Building Smart Web Scrapers with Local LLMs

Thu, Dec 12, 2024

Building Smart Web Scrapers with Local LLMs: Using AI to Create Resilient Data Extraction Tools

A guide to leveraging locally-run Large Language Models (LLMs) to build web scrapers that can adapt to changing website structures and extract data more reliably than traditional CSS selector-based approaches.

When I first started building web scrapers, I kept running into the same problem: brittle CSS selectors. You spend hours crafting the perfect selectors, and then the website updates their class names or restructures their HTML. Suddenly, your scraper breaks, and you’re back to square one. That’s why I started experimenting with locally running LLMs through LM Studio to make my scrapers more resilient.

The Traditional Problem

Traditional web scrapers typically look something like this:

def scrape_job(doc)
  {
    title: doc.css('.job-title').text,
    company: doc.css('.company-name').text,
    location: doc.css('.location').text
  }
end

This works great… until it doesn’t. One website update and everything breaks.

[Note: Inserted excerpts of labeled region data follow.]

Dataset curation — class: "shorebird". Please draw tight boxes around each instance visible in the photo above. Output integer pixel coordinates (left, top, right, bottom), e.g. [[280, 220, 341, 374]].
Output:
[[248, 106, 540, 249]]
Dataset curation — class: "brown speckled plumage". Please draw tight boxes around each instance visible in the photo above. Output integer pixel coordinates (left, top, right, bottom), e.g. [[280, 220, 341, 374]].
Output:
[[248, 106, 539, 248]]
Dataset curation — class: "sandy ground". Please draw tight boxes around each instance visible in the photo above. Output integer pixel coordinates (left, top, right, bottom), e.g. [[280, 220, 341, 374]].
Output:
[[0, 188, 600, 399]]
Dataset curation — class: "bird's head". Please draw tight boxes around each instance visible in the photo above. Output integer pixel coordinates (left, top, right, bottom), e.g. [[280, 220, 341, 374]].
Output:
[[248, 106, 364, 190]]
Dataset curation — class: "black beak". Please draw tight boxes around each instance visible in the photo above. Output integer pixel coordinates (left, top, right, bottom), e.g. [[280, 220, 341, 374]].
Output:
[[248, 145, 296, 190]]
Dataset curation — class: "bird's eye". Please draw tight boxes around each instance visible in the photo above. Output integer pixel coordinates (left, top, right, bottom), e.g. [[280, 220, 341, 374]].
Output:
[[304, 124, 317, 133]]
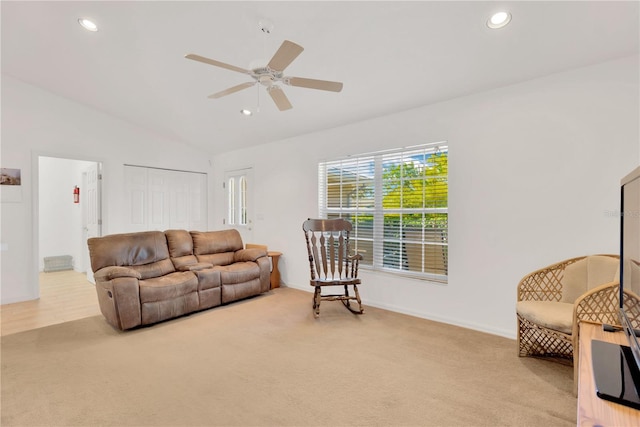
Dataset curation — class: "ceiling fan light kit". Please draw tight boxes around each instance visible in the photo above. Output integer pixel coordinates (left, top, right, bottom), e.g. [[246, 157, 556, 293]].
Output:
[[185, 39, 342, 111]]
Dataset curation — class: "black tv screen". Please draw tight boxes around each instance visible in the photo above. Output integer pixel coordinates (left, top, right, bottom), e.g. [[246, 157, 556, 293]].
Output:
[[620, 167, 640, 374], [591, 167, 640, 409]]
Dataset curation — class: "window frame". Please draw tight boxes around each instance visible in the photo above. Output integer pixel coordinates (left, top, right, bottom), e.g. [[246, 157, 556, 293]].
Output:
[[318, 141, 449, 283]]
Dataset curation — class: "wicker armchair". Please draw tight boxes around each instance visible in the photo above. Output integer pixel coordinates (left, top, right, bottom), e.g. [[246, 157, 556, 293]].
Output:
[[516, 255, 620, 388]]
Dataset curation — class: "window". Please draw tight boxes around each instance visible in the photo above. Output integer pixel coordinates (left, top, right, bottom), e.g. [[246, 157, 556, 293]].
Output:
[[227, 177, 236, 224], [225, 169, 250, 227], [318, 142, 448, 282]]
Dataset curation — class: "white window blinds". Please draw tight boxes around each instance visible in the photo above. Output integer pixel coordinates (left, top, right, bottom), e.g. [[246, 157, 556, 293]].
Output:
[[319, 142, 448, 281]]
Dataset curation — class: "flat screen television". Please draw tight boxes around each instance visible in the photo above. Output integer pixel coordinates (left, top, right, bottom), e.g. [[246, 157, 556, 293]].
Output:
[[591, 167, 640, 409]]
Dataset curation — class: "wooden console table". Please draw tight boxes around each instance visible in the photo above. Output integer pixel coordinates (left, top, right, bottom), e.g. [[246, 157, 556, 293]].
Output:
[[577, 322, 640, 427], [267, 251, 282, 289]]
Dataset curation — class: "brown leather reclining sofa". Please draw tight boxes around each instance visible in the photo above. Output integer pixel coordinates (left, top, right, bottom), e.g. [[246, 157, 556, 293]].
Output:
[[87, 230, 270, 330]]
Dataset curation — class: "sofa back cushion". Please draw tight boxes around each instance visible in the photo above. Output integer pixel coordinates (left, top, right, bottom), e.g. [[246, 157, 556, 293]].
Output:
[[164, 230, 198, 270], [87, 231, 175, 279], [191, 229, 244, 265], [561, 255, 620, 304]]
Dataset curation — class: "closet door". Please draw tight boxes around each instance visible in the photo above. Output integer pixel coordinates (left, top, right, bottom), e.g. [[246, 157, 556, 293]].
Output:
[[124, 165, 207, 232]]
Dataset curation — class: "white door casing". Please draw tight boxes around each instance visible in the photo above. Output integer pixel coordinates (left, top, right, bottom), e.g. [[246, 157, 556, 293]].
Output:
[[80, 163, 102, 284]]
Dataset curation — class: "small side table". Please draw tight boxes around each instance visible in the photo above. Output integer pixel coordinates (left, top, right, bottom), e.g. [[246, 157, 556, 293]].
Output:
[[267, 251, 282, 289]]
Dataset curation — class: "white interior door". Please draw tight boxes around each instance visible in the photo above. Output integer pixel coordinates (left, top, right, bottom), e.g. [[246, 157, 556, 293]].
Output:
[[224, 168, 254, 243], [80, 163, 102, 284]]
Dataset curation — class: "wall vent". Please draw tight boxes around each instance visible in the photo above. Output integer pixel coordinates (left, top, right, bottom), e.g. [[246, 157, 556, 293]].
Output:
[[44, 255, 73, 272]]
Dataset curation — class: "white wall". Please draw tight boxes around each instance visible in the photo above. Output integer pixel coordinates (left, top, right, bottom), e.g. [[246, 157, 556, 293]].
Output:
[[212, 56, 640, 337], [0, 75, 211, 304], [38, 156, 91, 272]]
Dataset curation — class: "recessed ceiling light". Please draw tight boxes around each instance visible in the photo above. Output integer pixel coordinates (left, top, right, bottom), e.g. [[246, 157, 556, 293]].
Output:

A Better Way: Using Local LLMs

Instead of relying on specific HTML structures, we can use LLMs to understand the content semantically. Here’s how I do it:

class JobDetailsExtractor
  LM_STUDIO_URL = 'http://127.0.0.1:1234/v1/chat/completions'
  
  def process_page(url)
    # First, clean the HTML
    doc = Nokogiri::HTML(@driver.page_source)
    doc.css('script, style').remove
    
    # Send to local LLM
    response = make_lm_studio_request(doc.at('body').to_html)
    
    # Parse structured response
    parse_response(response)
  end
end

Structured Data Extraction with JSON Schema

The real magic happens in how we format our LLM request. Here’s the key part:

def make_lm_studio_request(content, missing_fields = [])
  request.body = {
    model: "llama-3.2-3b-instruct",
    messages: [
      {
        role: "system",
        content: "You are a job posting analyzer. Extract detailed information..."
      }
    ],
    response_format: {
      type: "json_schema",
      json_schema: {
        name: "job_details",
        strict: "true",
        schema: {
          type: "object",
          properties: {
            title: { type: "string" },
            company: { type: "string" },
            location: { type: "string" },
            salary_range: { type: "string" },
            employment_type: { type: "string" },
            description: { type: "string" },
            requirements: { type: "string" },
            benefits: { type: "string" },
            government_job: { type: "boolean" },
            urgent: { type: "boolean" }
          },
          required: ["title", "description", "requirements"]
        }
      }
    }
  }.to_json
end

By using the `json_schema` parameter, we get:

Consistent Output: Every response follows our defined structure
Type Safety: Fields come back in the correct format
Required Fields: We can specify which fields must be present
No Post-Processing: The data is ready to use

Making it Production Ready

Rate Limiting and Ethical Scraping

When building web scrapers, being a good web citizen is crucial. With LLM-powered scrapers, we have a unique advantage: the inherent processing time of the language model can naturally introduce beneficial rate limiting.

class WebScraper
  # Configurable rate limiting parameters
  MIN_REQUEST_INTERVAL = 3   # Minimum seconds between requests
  MAX_REQUEST_INTERVAL = 5   # Maximum seconds between requests
  LLM_PROCESSING_BUFFER = 2  # Additional buffer for LLM processing time

  def initialize
    @last_web_request_time = nil
    @request_count = 0
    @max_requests_per_session = 50  # Prevent excessive scraping
  end

  def process_links(jobs)
    jobs.each do |job|
      # Check total request limit
      break if @request_count >= @max_requests_per_session

      # Enforce minimum time between requests
      enforce_rate_limit

      # Process the job with LLM
      process_job(job)

      # Track request metrics
      @request_count += 1
      @last_web_request_time = Time.now
    end
  end

  private

  def enforce_rate_limit
    if @last_web_request_time
      elapsed = Time.now - @last_web_request_time
      
      # Factor in LLM processing time as a natural delay
      sleep_time = [
        MIN_REQUEST_INTERVAL - elapsed, 
        LLM_PROCESSING_BUFFER
      ].max

      sleep(sleep_time) if sleep_time > 0
    end
  end

  def log_scraping_activity(job)
    # Optional: Log scraping activities for monitoring
    File.open('scraping_log.txt', 'a') do |file|
      file.puts "#{Time.now}: Processed job - #{job['title']}"
    end
  end
end

Rate Limiting Strategies

The beauty of LLM-powered web scraping is that the model’s processing time naturally introduces a delay between requests. This has several benefits:

Reduced Server Load: By spacing out requests, we minimize the impact on target websites.
Avoiding IP Blocks: Gradual, human-like request patterns prevent detection as a bot.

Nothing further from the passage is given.